Das Problem für Powell besteht nun darin, dass er offen zugibt, im Dunkeln zu tappen. Zwar würden Zinserhöhungen um 50 Basispunkte „nicht zur Gewohnheit werden“, sagte er. Bei der Sitzung des Offenmarktausschusses im Juli sei zu erwarten, dass die Federal Funds Rate entweder um 50 oder 75 Basispunkte heraufgesetzt wird, sagte er. Darüber hinaus bleibe alles ungewiss. Dabei unterstreichen die aktualisierten Prognosen der Fed, in welchem Dilemma die Währungshüter nun stecken. So illustrieren die Zinserwartungen, die bis einschließlich 2024 deutlich hochgeschraubt wurden, dass mehr Handlungsbedarf im Kampf gegen die Inflation gesehen wird. Das ist angesichts eines PCE Preisindex, den die Fed bis Jahresende bei 5,2% und an der Kernrate gemessen bei 4,3% sieht, angemessen. Gleichzeitig wurden aber die Prognosen für das Wirtschaftswachstum deutlich gesenkt, für dieses Jahr von 2,8 auf 1,7%. Auch werde die Arbeitslosenquote wieder steigen, erwartet das FOMC.

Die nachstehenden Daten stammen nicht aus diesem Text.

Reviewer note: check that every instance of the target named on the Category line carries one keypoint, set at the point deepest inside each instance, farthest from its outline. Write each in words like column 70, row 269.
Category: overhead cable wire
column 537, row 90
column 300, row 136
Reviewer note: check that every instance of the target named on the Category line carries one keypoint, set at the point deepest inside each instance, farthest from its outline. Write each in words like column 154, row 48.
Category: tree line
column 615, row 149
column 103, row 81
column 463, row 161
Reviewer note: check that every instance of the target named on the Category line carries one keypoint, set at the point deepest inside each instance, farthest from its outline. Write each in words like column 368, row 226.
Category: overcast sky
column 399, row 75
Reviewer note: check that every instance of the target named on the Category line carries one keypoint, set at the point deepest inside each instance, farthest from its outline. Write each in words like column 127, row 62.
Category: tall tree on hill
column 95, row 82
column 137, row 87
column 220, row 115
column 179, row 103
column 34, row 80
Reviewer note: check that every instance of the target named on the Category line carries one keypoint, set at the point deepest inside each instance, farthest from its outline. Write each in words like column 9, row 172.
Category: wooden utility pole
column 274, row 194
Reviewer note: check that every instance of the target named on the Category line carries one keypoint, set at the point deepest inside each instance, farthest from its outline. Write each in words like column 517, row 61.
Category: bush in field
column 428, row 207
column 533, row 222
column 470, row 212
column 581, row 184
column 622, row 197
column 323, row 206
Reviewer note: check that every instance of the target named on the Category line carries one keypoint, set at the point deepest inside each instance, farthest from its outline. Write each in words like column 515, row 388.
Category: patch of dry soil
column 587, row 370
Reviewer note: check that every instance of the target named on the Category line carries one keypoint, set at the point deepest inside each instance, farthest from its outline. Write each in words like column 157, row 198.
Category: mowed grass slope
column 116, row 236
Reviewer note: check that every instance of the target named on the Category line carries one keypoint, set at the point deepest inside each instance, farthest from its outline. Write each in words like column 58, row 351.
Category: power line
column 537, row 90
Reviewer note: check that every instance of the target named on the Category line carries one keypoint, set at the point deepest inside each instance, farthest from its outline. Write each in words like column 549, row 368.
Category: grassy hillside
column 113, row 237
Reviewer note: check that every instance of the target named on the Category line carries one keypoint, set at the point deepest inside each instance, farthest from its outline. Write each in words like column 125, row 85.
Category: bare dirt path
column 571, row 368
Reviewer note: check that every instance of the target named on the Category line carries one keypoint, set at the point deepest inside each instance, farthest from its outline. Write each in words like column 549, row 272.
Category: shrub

Das wiederum könnten Vorboten jener Rezession sein, vor der viele Ökonomen warnen. Wie Mark Zandi, Chefökonom bei Moody’s Analytics zur Börsen-Zeitung sagte, scheine Powell bereits zu akzeptieren, dass im Kampf gegen die Inflation eine Rezession in Kauf genommen werden muss. „Eine Erhöhung um 50 Basispunkte hätte gereicht, und die Fed muss nun dafür Sorge tragen, dass sie mit ihren Zinserhöhungen nicht die gesamtwirtschaftliche Nachfrage abwürgt“, sagte Zandi. Ihm bereitet die Tatsache Sorgen, dass die Notenbank scheinbar konzeptlos sei und „aus dem Stegreif Zinsentscheidungen trifft“.